Photo : Egor Aleev/TASS

Olga Samofalova

Moscou met en place de nouvelles mesures afin de surmonter les sanctions pétrolières annoncées par l’Occident – et cette fois, il s’agit d’instruments très puissants. Les producteurs de pétrole russes feront ce que l’on attend d’eux depuis longtemps : réduire la production d’or noir. Quel effet cela aura-t-il sur le marché mondial du pétrole et sur le budget russe ?

Les prix du pétrole se sont envolés de 2,5 dollars à la suite d’informations selon lesquelles la Russie réduirait sa production de 500 000 barils en mars. L’année dernière, la production pétrolière de la Russie, contrairement à de nombreuses prévisions, a augmenté de 2 % pour atteindre 535 millions de tonnes, soit 10,7 millions de bpj. Toutefois, une série de nouvelles sanctions imposées par l’Occident oblige la Russie à prendre des contre-mesures.
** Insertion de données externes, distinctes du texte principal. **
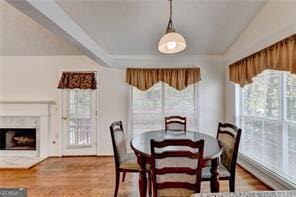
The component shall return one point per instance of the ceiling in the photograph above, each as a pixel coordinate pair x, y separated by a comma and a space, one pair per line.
134, 27
16, 36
« A partir d’aujourd’hui, nous vendons la totalité du pétrole que nous produisons, mais, comme nous l’avons déjà dit, nous ne vendrons pas de pétrole à ceux qui adhèrent directement ou indirectement aux principes du « price cap ». La Russie réduira donc volontairement sa production de 500 000 bpj en mars. Cela contribuera à la restauration des relations de marché », a déclaré le vice-premier ministre Alexander Novak. En prenant de nouvelles décisions, Moscou agira sur la base de la situation des marchés émergents, a-t-il ajouté.

Il s’avère qu’en mars, la Russie pourrait réduire sa production de pétrole à 9,3-9,4 millions de bpj. En janvier-février, la production devrait être de 9,8-9,9 millions de bpj.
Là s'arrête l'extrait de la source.